The Zynq-7000 system has both L1 and L2 caching. Each CPU has its own L1 instruction and data caches. All CPUs share a unified L2 cache. The L1 caches don't support entry locking but the L2 cache does. The L2 cache can operate in a so-called exclusion mode which prevents a cache line from appearing both in any L1 data cache and at the same time in the L2 cache.

Both the L1 caches and the L2 cache have the same line size of 32 bytes.

Cache sizes:

  • L1 I and L1 D: 32KB, 256 sets, 4 ways(lines)/set.
  • L2: 512KB, 2K sets, 8 ways/set.

The Snoop Control Unit, part of the Multiprocessing extension, ensures that all the L1 data caches and the L2 cache remain coherent, that is, provide the same view of memory contents to all CPUs.

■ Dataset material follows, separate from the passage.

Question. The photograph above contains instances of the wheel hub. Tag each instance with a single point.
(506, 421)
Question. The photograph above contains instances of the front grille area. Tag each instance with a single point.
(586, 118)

The SCU does not, however, keep the L1 instruction caches coherent with the other caches. To handle the case of modification to executable code the programmer has to use explicit cache maintenance operations on the CPU that's performing the modifications, cleaning the affected data cache lines and invalidating the affected instruction cache lines. That brings the L1 instruction cache into line with the L1 data cache on the CPU making the changes; the SCU will do the rest provided the programmer has used the right variants of the cache operations. Because of this modifications need only be done on the L1 caches; the programmer can ignore the L2 cache.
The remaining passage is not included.